Golang Function Call Without Parentheses

I am going through the Golang tutorials on their website and am confused by code similar to this that I've simplified and reproduced here:

package main

import (
    "fmt"
    "math"
)

func main() {
    a := math.Sqrt2
    fmt.Println(a)
}

This prints 1.4142135623730951 in the sandbox. Replacing a := math.Sqrt2 with a := math.Sqrt(2) does the same thing but I'm confused how the function can be called without parentheses. math.Sqrt is not a function pointer here (there is no math.Sqrt2 function anyway, it's a function being passed without any parentheses. The function in the Go documentation here is listed as: func Sqrt(x float64) float64 i.e. with the parameter. So how does that work? Is it just because math.Sqrt() is a simplistic function that Go can assume it's a float64 without the parentheses passed? Am I missing something?

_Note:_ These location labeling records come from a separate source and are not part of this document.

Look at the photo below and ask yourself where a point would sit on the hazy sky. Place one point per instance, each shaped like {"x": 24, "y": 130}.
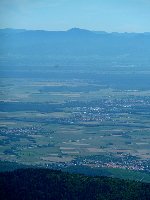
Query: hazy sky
{"x": 107, "y": 15}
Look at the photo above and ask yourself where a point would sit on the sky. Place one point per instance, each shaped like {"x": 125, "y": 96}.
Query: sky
{"x": 98, "y": 15}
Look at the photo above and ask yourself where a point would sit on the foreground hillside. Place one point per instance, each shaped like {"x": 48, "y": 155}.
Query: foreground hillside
{"x": 49, "y": 184}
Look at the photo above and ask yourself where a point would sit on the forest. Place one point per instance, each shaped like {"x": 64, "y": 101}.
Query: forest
{"x": 44, "y": 184}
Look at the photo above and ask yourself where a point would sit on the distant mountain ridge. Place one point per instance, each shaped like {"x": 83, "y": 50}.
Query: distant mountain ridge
{"x": 20, "y": 43}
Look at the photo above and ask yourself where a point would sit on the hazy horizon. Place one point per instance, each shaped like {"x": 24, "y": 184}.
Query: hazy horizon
{"x": 116, "y": 16}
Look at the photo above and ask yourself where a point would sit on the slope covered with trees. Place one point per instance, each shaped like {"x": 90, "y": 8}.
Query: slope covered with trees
{"x": 49, "y": 184}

If it helps, I found this phenomenon here in the tutorials on line 14, originally. If anyone could explain this feature to me, that would be awesome. I'd love to learn about it.

Upvotes: 3

Views: 1625

Answers (1)

poy
poy

Reputation: 10507

There is nothing special happening here. math.Sqrt2 is a constant. You can find the other constants in the math package in the docs.

In general, go doesn't really have any "magic". So if something feels a bit magical, its more than likely just a misunderstanding.